Recorrieron la avenida Bolívar en dirección al parque, bajo los soportales de los edificios, que sobresalían hasta cubrir la acera. Era una noche tibia a pesar de la humedad y, de no haber sido por los olores y por la música latosa que brotaba discordante de todos los bares, podía haberse tomado por una noche de verano en Filadelfia. Por supuesto, la gente no encuadraba en eso. En su mayoría eran negros que charlaban en castellano, amontonados en las esquinas, mirando a las mujeres y lanzando pullas a los vendedores de maíz frito. El resto del público lo componía un grupo de marineros de impecable uniforme blanco, que buscaban distracción en su noche libre.

—Parece un día de feria —comentó Regina, sumergida en la atmósfera festiva de la noche panameña.

—Podría confundirse con Coney Island si hubiera algún entretenimiento aparte de la bebida. ¿Bebe usted, Regina?

Ella movió la cabeza en gesto negativo.

—Sólo he bebido una o dos veces.

Cruzaron el parque y recorrieron otras calles y, sin que Steve pudiera decir cómo había ocurrido, repentinamente advirtió que caminaban de la mano.
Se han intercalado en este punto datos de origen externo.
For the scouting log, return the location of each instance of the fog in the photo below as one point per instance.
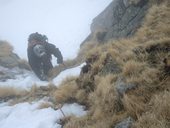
(65, 22)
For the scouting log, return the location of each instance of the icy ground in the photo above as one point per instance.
(28, 115)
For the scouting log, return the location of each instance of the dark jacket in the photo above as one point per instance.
(42, 65)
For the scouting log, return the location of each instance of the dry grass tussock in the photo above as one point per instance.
(5, 48)
(67, 91)
(144, 63)
(11, 92)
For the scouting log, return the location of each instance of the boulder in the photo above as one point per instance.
(120, 19)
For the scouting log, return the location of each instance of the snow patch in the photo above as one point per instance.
(26, 115)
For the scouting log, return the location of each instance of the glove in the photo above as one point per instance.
(39, 50)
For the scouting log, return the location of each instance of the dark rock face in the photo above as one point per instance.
(120, 19)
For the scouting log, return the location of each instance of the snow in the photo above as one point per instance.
(26, 79)
(26, 115)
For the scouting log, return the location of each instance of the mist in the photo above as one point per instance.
(65, 22)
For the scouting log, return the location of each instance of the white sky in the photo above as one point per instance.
(65, 22)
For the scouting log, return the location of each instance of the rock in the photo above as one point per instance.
(120, 19)
(126, 123)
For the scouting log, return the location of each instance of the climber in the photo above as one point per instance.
(40, 53)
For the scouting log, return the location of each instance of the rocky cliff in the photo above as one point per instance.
(120, 19)
(8, 61)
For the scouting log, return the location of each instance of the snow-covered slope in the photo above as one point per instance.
(28, 115)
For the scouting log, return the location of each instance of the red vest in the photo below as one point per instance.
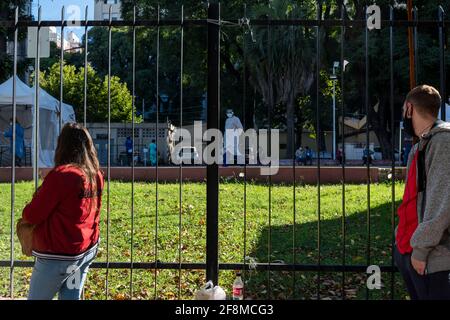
(407, 212)
(65, 212)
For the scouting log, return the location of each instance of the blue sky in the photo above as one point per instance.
(51, 10)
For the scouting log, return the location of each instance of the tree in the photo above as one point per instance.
(97, 89)
(7, 12)
(282, 60)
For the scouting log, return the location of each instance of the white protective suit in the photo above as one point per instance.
(233, 129)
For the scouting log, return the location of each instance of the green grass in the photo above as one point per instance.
(259, 284)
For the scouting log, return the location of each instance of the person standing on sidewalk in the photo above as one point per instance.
(422, 250)
(63, 218)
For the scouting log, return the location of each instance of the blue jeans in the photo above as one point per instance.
(66, 278)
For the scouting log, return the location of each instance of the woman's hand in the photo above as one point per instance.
(419, 266)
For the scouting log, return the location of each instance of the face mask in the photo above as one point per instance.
(408, 126)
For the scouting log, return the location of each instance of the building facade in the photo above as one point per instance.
(101, 9)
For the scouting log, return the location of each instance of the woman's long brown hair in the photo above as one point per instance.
(75, 147)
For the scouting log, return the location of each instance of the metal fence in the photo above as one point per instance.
(214, 24)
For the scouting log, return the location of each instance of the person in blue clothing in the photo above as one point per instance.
(153, 153)
(367, 156)
(405, 153)
(129, 148)
(308, 156)
(20, 144)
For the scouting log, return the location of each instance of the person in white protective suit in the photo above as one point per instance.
(233, 129)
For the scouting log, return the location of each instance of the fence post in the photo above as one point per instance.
(212, 170)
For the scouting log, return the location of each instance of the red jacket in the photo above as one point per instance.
(65, 212)
(407, 212)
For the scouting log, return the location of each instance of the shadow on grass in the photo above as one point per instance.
(299, 244)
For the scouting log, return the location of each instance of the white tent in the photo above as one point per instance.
(48, 117)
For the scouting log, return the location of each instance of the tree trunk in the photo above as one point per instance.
(290, 122)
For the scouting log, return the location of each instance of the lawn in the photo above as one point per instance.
(259, 215)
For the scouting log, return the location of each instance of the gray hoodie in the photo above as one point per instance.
(431, 240)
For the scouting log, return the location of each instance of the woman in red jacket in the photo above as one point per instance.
(65, 211)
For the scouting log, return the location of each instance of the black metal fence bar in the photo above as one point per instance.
(61, 73)
(205, 22)
(86, 35)
(391, 103)
(36, 105)
(133, 120)
(181, 162)
(157, 151)
(366, 103)
(442, 60)
(318, 53)
(212, 170)
(108, 195)
(13, 164)
(244, 103)
(344, 229)
(221, 266)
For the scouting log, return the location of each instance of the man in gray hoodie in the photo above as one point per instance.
(422, 251)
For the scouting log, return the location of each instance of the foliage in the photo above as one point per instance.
(97, 89)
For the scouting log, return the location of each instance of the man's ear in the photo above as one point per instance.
(409, 109)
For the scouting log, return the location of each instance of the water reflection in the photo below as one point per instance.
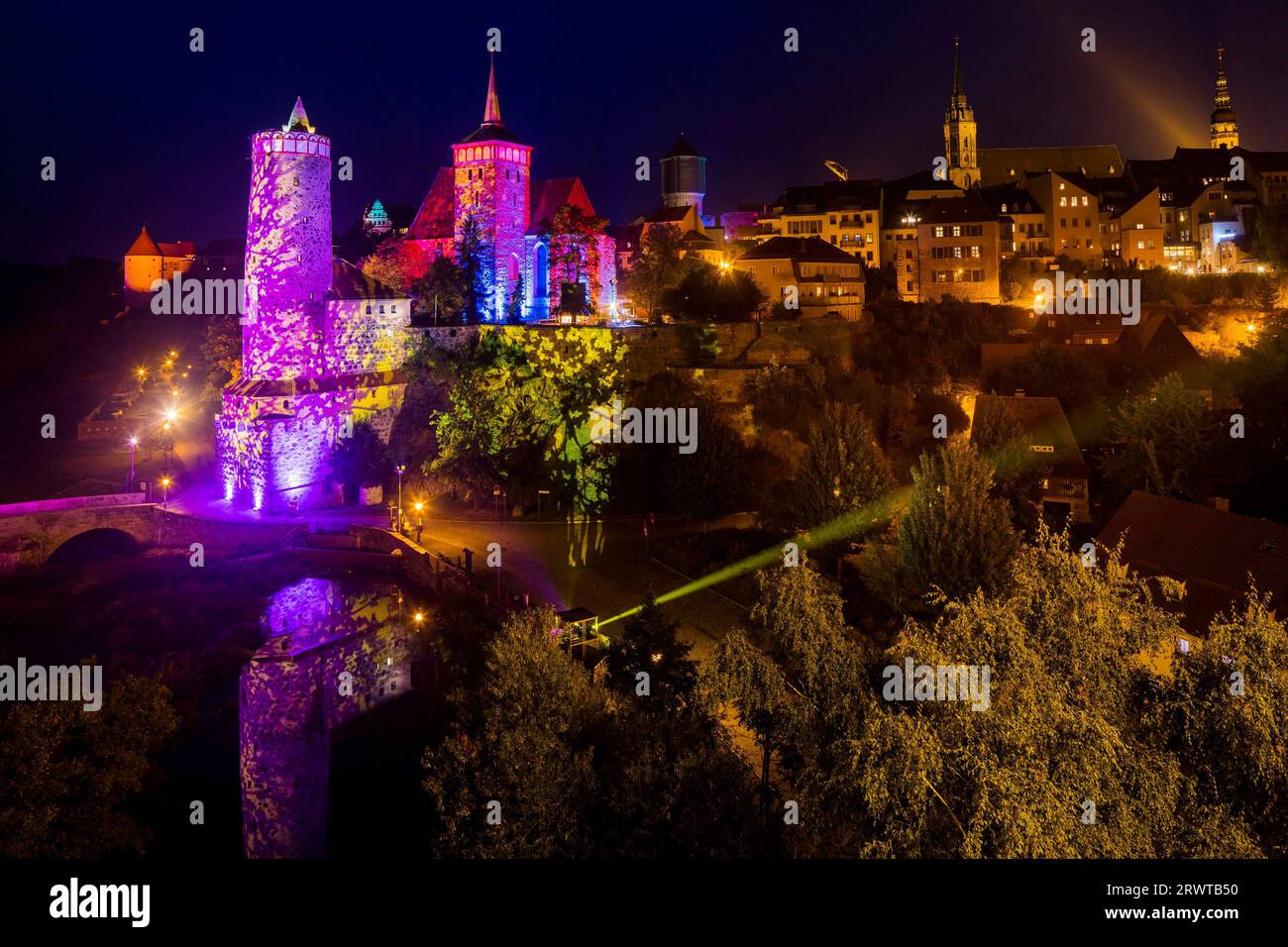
(333, 650)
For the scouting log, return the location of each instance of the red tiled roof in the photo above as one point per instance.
(351, 282)
(548, 196)
(143, 247)
(1214, 552)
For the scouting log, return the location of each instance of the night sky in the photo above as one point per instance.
(146, 132)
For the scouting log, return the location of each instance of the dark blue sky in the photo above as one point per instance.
(146, 132)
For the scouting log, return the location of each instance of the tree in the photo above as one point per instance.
(476, 260)
(1225, 715)
(954, 535)
(520, 414)
(1258, 379)
(715, 479)
(67, 776)
(657, 268)
(842, 470)
(794, 674)
(1016, 278)
(1166, 444)
(514, 305)
(1051, 737)
(707, 292)
(442, 291)
(1270, 241)
(361, 459)
(523, 754)
(397, 263)
(1267, 294)
(220, 351)
(568, 768)
(649, 646)
(1016, 474)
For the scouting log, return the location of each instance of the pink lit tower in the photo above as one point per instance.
(317, 350)
(493, 185)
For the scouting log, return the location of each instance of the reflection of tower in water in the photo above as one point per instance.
(294, 692)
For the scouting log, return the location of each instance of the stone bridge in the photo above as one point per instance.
(31, 532)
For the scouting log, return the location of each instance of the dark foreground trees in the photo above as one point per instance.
(544, 762)
(1080, 731)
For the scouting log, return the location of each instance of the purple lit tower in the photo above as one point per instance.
(322, 344)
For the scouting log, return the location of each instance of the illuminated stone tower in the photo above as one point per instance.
(321, 346)
(1224, 128)
(960, 132)
(684, 176)
(287, 250)
(493, 182)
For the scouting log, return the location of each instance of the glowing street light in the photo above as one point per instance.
(400, 470)
(134, 442)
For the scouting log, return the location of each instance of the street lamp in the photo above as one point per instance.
(134, 442)
(400, 470)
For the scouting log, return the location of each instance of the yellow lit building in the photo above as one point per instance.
(820, 278)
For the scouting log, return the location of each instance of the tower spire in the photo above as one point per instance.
(492, 108)
(299, 120)
(1224, 128)
(958, 91)
(1223, 84)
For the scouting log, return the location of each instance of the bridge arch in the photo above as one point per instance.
(95, 544)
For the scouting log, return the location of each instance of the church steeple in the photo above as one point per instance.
(960, 131)
(958, 90)
(1224, 129)
(492, 108)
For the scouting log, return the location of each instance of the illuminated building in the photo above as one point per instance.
(489, 188)
(824, 277)
(376, 219)
(960, 138)
(958, 250)
(684, 176)
(842, 213)
(146, 262)
(322, 344)
(1223, 128)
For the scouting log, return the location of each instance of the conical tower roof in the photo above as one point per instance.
(492, 107)
(143, 245)
(683, 149)
(490, 129)
(299, 120)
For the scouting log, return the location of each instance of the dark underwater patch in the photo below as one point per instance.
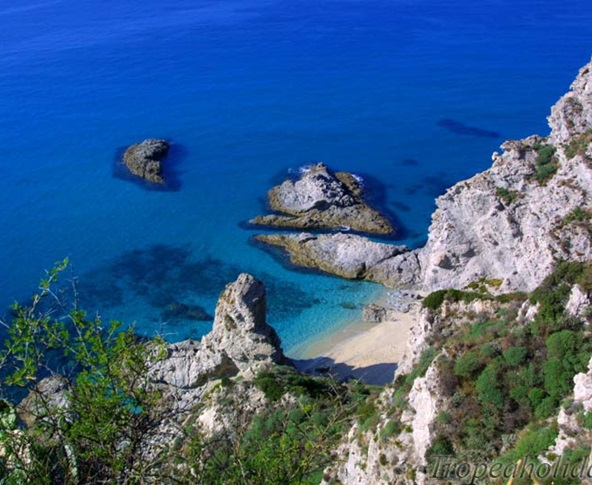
(401, 206)
(171, 170)
(459, 128)
(409, 162)
(167, 279)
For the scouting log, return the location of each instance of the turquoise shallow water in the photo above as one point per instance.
(248, 91)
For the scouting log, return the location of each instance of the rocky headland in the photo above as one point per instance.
(144, 159)
(510, 224)
(321, 199)
(494, 379)
(348, 256)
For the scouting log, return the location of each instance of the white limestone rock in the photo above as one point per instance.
(579, 301)
(478, 232)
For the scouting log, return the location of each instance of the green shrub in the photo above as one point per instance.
(508, 196)
(576, 215)
(545, 163)
(578, 144)
(535, 441)
(488, 388)
(435, 299)
(468, 365)
(391, 428)
(588, 420)
(515, 356)
(441, 447)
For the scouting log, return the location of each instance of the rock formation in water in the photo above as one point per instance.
(321, 199)
(530, 209)
(240, 340)
(512, 222)
(145, 159)
(349, 256)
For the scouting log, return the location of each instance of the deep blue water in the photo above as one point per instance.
(412, 94)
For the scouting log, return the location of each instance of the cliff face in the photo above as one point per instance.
(513, 221)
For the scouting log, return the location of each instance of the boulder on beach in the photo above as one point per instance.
(321, 199)
(145, 159)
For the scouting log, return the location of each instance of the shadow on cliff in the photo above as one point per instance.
(376, 374)
(171, 170)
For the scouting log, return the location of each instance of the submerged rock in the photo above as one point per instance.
(144, 159)
(182, 311)
(349, 256)
(321, 199)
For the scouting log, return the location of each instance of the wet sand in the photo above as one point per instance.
(366, 351)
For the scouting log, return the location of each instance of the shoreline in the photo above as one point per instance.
(368, 351)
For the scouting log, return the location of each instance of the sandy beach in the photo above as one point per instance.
(366, 351)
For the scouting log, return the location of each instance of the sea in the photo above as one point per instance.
(411, 95)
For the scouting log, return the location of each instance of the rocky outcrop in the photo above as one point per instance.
(49, 393)
(240, 340)
(145, 159)
(510, 223)
(528, 210)
(578, 304)
(349, 256)
(572, 433)
(377, 313)
(321, 199)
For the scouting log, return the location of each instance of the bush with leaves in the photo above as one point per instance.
(112, 407)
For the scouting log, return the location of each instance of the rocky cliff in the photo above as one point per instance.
(531, 208)
(511, 223)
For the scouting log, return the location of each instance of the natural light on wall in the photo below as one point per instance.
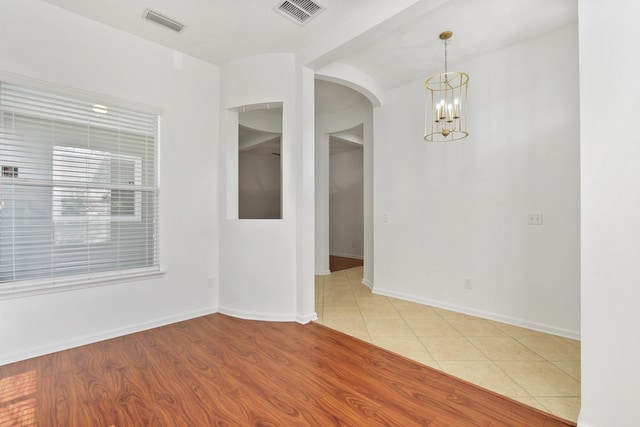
(445, 99)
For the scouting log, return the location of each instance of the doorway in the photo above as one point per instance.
(346, 200)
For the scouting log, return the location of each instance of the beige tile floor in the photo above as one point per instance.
(537, 369)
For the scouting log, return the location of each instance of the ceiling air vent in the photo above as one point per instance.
(300, 11)
(150, 15)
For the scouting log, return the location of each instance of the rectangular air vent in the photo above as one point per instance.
(150, 15)
(300, 11)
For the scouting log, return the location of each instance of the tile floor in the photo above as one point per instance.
(537, 369)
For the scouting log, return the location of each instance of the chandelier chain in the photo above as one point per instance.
(446, 43)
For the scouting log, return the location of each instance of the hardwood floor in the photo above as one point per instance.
(337, 263)
(217, 370)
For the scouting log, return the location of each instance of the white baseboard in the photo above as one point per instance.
(89, 339)
(307, 318)
(484, 314)
(255, 315)
(344, 255)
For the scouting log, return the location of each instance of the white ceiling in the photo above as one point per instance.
(394, 41)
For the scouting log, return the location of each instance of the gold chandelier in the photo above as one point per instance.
(445, 103)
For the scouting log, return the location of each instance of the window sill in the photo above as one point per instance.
(39, 287)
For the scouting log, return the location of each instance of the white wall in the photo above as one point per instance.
(262, 261)
(43, 42)
(346, 204)
(609, 70)
(459, 211)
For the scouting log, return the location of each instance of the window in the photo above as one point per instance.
(78, 190)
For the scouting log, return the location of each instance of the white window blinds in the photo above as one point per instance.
(78, 189)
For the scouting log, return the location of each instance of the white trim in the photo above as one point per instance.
(254, 315)
(343, 255)
(89, 339)
(541, 327)
(307, 318)
(12, 290)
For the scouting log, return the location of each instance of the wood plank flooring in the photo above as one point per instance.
(221, 371)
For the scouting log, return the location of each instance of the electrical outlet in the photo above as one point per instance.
(534, 218)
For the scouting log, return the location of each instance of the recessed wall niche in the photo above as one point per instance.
(259, 165)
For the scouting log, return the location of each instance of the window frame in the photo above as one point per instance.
(20, 288)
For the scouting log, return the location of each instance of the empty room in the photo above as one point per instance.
(177, 175)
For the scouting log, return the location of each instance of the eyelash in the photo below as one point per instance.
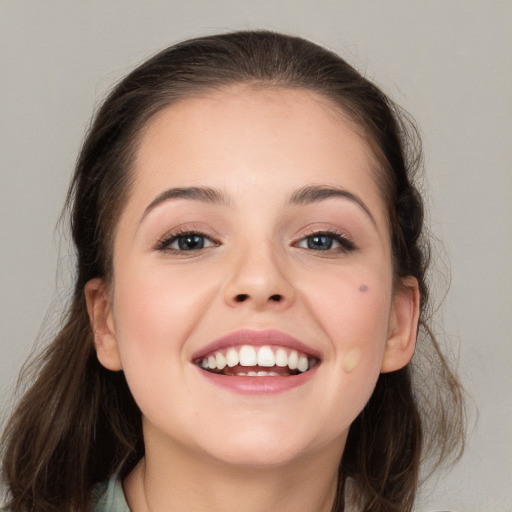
(164, 245)
(345, 244)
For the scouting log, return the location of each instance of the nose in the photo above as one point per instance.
(257, 279)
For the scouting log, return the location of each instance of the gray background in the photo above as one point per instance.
(447, 62)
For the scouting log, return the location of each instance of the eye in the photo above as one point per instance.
(326, 241)
(185, 242)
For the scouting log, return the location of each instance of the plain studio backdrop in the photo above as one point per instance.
(447, 62)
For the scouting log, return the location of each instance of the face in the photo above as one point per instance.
(252, 306)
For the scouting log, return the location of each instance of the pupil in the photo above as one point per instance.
(190, 242)
(320, 242)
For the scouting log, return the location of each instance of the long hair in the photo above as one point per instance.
(78, 422)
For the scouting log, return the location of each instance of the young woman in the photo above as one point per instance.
(250, 291)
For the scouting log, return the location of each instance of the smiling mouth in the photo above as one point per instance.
(257, 361)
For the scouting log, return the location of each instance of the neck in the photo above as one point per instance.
(174, 481)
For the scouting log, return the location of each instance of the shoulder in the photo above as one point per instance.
(109, 496)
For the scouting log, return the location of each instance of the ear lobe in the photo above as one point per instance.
(102, 322)
(403, 326)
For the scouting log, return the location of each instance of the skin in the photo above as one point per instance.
(208, 448)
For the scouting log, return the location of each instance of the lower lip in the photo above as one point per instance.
(258, 385)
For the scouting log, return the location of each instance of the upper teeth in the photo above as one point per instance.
(266, 356)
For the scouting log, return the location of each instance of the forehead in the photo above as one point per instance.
(245, 136)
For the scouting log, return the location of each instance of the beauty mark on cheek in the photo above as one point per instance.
(351, 360)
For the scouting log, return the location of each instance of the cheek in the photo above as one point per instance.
(154, 311)
(354, 311)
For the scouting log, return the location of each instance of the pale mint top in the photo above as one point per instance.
(109, 497)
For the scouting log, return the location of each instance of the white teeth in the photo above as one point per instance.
(266, 357)
(248, 356)
(220, 360)
(303, 364)
(232, 357)
(293, 360)
(281, 358)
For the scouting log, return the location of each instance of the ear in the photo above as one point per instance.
(403, 326)
(102, 322)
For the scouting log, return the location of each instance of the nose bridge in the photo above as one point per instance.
(258, 275)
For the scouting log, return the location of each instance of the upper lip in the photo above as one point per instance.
(269, 337)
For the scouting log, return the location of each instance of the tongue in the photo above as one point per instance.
(236, 370)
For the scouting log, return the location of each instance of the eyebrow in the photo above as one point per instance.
(303, 196)
(202, 194)
(317, 193)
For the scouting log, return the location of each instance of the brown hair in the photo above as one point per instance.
(90, 425)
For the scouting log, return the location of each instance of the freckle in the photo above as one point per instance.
(351, 360)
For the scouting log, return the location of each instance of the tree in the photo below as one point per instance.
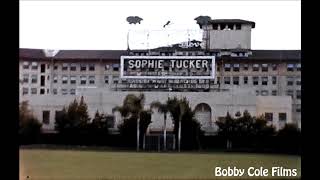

Era algo tan natural que ella parecía no advertirlo y él se esforzó por mantener la presión lo más suave posible, por temor a que tomara conciencia de ello y retirara su mano.

Al doblar una esquina se encontraron con una marquesina que adornaba el frente de uno de los edificios más discretos y en la que se leía «CLUB FLORIDA». Steve se detuvo y señaló el lugar.

—¿Qué le parece? ¿Quiere que entremos? Puede que allí se baile.

Ella vaciló. Parecía vacilar siempre.

—No bailo muy bien.

—Yo tampoco, de modo que no tenemos mucho que perder.

La condujo a través de las puertas de vaivén hacia el bar brillantemente iluminado que constituía la mitad exterior del club nocturno. El club, propiamente dicho, estaba más allá de otra puerta y era un salón en penumbras, atestado. El aire pesado por el humo y la deficiente ventilación y las pequeñas mesas, colmadas de un público en el que predominaban los marineros. En un extremo se levantaba una plataforma con un fondo de cortinajes. Los reflectores que la iluminaban eran casi la única luz con que contaba la sala. Una pequeña orquesta de ocho músicos, sentados tras sus atriles en la plataforma, tocaba algo indescriptible en ritmo de rumba. La música era espantosa; parecía provenir de un grupo de colegiales aficionados, pero estaba muy de acuerdo con el ambiente. En la misma plataforma, un hombre vestido de mujer bailaba la rumba con violentas contorsiones, torpes pero entusiastas.

Había varios camareros cerca, pero ninguno de ellos prestó atención a los recién llegados y Steve escogió por su cuenta una pequeña mesa en el fondo del salón, donde todavía quedaba lugar. Ayudó a la chica a sentarse y colocó su silla junto a ella. Sus rodillas se rozaron casi por fuerza.

El hombre terminó su rumba, recibió unos cuantos aplausos y se retiró. Un locutor de tipo netamente latino, vestido con smoking, se aproximó al micrófono y anunció el siguiente número. Primero lo hizo en castellano y luego en inglés. En la plataforma apareció una cantante gloriosamente ataviada con plumas y penachos.

Un camarero se detuvo junto a Steve.

—¿Usted qué bebe, Regina? —preguntó el detective tras ordenar un Canadian Club y agua para él.

La chica meditó un instante.

—Un ginger ale, por favor.

El camarero se retiró y la mujer de las plumas empezó a cantar. También parecía un número de aficionados. No tenía voz y su sentido del ritmo era muy escaso, pero como compensaba esas deficiencias con una ondulante sensualidad cosechó suficientes aplausos de los marineros como para animarse a ofrecer otro número. Esta vez los aplausos no fueron demasiado entusiastas, pero ella insistió en su tercera canción.

—¿No se baila aquí? —preguntó Steve al camarero cuando éste llegó con las bebidas.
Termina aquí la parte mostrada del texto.